# Advice on bent steel dropout repair



## CBookman (Sep 9, 2008)

Hey all, 

New to this forum, pretty much gathering info for when I finally dive into building a bike for myself. Some sick work and highly respectable craftsmen in here for sure. 

Anyways, I bent the crap out of my hanger/drop out on my steel road bike. It's an old Trek made of Reynolds 531, with horizontal dropouts.

The derailleur was sucked up into the rear wheel, it spread the dropout and twisted it, and the hanger is bent. 

Frame was powdercoated last year, and I'd like to not have to have it redone if at all possible. 

Basically, I'm wondering if there is a way to get it back to normal without using heat?

If not, should I remove the powder coat prior to heating it, and how far down the stays should I go?


----------



## Clockwork Bikes (Jun 17, 2006)

Just go slow and bend it back.


----------



## j-ro (Feb 21, 2009)

If you can get ahold of the same powder that was used you might be able to do a spot repair by turning it into 'paint' with a little acetone.

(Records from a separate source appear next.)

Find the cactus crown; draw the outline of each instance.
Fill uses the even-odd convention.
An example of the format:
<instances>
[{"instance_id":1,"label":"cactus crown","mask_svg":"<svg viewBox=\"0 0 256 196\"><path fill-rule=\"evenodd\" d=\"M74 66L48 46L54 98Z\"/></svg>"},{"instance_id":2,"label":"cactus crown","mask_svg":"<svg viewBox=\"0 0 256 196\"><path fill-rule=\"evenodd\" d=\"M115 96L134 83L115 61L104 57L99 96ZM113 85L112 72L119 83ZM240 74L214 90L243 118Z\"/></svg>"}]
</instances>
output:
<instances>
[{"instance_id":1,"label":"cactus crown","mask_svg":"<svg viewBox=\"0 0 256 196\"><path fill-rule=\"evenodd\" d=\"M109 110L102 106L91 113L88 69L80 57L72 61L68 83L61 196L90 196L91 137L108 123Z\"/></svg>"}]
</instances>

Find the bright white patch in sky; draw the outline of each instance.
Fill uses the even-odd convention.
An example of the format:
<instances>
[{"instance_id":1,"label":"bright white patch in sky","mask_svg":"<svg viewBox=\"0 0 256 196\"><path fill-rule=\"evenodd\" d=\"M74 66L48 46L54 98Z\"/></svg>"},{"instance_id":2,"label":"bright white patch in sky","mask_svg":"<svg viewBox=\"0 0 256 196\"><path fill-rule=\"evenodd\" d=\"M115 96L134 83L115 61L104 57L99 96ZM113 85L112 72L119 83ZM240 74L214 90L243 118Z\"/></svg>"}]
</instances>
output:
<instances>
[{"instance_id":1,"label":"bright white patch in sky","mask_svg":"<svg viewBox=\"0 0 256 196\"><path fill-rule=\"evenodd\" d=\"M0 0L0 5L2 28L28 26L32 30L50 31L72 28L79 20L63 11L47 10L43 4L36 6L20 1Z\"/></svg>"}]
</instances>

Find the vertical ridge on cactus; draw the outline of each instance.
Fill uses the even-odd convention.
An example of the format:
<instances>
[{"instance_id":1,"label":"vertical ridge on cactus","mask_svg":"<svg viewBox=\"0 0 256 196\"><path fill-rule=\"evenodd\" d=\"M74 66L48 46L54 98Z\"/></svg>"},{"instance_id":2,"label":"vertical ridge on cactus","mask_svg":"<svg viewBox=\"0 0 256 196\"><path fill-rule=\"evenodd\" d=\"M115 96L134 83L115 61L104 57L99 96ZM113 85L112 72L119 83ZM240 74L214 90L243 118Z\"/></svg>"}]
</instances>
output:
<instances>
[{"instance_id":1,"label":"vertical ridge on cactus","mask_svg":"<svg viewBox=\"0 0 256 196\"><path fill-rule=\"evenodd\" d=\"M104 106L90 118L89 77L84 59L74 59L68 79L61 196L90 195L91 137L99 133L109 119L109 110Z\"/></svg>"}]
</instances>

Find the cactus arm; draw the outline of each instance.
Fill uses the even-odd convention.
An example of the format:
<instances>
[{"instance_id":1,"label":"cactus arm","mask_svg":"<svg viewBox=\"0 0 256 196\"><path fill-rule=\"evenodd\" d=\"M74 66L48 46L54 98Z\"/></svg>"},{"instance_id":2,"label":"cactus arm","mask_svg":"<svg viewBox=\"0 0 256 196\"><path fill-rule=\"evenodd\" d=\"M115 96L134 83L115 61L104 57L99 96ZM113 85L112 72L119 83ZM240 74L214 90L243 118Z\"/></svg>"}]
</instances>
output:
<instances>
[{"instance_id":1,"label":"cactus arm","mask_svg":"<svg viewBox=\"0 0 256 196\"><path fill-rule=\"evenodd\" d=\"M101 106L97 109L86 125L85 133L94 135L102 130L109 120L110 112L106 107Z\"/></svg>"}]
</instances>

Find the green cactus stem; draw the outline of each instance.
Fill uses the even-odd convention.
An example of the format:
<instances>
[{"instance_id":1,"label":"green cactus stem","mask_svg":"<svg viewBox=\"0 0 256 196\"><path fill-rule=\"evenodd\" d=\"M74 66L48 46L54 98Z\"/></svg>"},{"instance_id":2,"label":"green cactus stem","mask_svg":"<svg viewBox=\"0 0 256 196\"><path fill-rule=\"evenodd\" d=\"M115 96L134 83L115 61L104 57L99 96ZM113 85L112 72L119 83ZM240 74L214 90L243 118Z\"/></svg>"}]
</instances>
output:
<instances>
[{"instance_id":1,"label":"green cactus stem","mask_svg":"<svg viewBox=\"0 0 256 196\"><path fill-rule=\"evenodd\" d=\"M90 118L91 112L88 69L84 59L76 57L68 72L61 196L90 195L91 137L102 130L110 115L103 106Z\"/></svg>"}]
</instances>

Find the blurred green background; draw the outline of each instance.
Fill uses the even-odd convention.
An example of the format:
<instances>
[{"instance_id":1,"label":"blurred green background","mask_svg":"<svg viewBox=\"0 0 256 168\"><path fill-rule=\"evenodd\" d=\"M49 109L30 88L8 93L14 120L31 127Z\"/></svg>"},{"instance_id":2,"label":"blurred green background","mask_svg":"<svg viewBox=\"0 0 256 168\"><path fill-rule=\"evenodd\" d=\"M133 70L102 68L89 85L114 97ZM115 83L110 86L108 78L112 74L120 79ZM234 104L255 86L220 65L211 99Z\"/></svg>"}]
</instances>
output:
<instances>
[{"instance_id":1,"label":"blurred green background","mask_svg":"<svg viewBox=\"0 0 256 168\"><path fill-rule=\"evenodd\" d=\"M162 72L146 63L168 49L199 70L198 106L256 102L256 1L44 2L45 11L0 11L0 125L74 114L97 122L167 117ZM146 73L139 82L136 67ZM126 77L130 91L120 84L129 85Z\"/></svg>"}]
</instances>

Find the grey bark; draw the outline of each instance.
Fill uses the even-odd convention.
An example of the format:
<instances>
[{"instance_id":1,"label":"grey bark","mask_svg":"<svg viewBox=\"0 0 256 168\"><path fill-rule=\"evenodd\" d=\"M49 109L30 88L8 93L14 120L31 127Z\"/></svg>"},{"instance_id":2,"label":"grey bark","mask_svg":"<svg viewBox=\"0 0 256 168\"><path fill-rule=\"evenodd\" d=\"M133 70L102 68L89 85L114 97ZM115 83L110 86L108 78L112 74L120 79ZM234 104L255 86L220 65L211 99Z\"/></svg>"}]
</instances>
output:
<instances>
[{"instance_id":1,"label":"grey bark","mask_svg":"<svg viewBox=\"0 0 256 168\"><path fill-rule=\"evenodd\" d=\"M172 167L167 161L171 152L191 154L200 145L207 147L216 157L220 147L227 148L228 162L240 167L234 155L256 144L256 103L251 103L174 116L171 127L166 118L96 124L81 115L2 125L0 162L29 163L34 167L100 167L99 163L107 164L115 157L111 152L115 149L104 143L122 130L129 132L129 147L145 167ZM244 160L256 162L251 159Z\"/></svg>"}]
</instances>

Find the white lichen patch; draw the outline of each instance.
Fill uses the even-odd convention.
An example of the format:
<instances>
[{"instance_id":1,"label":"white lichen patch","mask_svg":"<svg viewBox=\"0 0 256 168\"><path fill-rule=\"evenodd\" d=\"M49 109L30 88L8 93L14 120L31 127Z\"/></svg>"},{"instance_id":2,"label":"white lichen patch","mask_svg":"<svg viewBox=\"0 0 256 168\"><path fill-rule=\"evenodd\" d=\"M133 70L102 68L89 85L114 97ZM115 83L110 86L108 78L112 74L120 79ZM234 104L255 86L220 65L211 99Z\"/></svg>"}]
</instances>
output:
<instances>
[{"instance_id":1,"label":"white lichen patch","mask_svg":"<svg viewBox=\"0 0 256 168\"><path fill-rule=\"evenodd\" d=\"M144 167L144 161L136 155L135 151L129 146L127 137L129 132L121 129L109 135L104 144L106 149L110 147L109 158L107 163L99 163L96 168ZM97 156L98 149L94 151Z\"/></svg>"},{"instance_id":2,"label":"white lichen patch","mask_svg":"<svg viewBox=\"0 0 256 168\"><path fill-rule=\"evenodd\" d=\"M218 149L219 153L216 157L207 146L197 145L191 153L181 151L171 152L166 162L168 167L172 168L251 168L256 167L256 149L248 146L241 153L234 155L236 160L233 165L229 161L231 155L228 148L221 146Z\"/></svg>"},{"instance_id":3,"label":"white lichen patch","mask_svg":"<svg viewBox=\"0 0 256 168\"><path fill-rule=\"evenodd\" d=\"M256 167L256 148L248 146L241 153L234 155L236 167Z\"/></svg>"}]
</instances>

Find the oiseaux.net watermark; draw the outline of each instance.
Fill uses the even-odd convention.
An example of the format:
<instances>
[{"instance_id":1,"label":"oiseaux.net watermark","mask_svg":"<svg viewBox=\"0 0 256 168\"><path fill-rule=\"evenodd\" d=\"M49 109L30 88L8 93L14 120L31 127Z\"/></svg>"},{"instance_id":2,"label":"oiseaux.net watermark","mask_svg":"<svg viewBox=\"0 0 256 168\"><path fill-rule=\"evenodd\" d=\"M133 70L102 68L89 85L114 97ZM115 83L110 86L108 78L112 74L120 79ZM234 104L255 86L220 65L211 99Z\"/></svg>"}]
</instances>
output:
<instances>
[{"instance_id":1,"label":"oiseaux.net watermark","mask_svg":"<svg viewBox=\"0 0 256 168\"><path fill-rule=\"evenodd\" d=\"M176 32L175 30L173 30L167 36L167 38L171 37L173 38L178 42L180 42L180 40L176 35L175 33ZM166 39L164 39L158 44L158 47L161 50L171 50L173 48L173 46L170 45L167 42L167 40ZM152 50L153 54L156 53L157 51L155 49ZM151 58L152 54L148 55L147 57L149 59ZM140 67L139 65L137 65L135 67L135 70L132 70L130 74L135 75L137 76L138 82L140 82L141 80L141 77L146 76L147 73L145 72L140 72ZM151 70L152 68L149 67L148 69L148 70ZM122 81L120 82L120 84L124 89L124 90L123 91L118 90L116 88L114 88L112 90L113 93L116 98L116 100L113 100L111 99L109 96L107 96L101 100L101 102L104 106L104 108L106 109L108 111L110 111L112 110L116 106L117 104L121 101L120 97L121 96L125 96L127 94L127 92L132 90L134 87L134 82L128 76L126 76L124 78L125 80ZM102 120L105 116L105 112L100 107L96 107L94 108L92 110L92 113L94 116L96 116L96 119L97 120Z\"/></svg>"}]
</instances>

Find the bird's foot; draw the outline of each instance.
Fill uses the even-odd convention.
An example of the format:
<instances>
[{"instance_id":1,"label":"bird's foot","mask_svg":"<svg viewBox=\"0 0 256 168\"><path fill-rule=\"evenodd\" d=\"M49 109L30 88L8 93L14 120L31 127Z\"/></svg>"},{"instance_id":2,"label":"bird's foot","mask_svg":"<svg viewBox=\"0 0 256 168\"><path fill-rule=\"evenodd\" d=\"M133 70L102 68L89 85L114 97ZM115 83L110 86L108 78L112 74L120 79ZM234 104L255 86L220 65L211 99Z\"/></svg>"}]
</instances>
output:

That said, a rattlecan color that is close would do the trick just fine once it's straight.

If you do end up heating it (which you can probabally avoid), wrap some cold, wet rags around the stays a few inches away from the dropout and just clean the dropout area that you are working on.
If you only heat the area you want to bend and you do it fast there will be surprisingly little damage to the powdercoat once it cools.


----------



## CBookman (Sep 9, 2008)

j-ro said:


> If you can get ahold of the same powder that was used you might be able to do a spot repair by turning it into 'paint' with a little acetone.
> 
> That said, a rattlecan color that is close would do the trick just fine once it's straight.
> 
> ...


The color was a custom mixed black chrome, mixed by the guy who powder coated it. No 2 mixes of his have been the same, as referenced by the sample panels I looked at of things he'd done in the past with that color. I picked one and said "I want it darker than that".

Could just rattle can it I guess, or I'll likely send it back out (eventually) if I have to heat it up.

If I have to heat it, I'm guessing oxyactylene is the way to go right?

Do you have any good ways of keeping the rear triangle square and rigid other than possibly using all thread and a bunch of washers/bolts?


----------



## AZ (Apr 14, 2009)

CBookman said:


> The color was a custom mixed black chrome, mixed by the guy who powder coated it. No 2 mixes of his have been the same, as referenced by the sample panels I looked at of things he'd done in the past with that color. I picked one and said "I want it darker than that".
> 
> Could just rattle can it I guess, or I'll likely send it back out (eventually) if I have to heat it up.
> 
> ...


You probably don't need to heat it, bend it back slowly as suggested by Clockwork Bikes. An adjustable wrench usually works nicely.


----------



## unterhausen (Sep 28, 2008)

don't heat it, quit asking questions and just bend it back. Once you have bent it back, you will know the condition and ask better questions.

I would think that powdercoating can be re-heated for spot repairs, but I'd ask a powdercoater


----------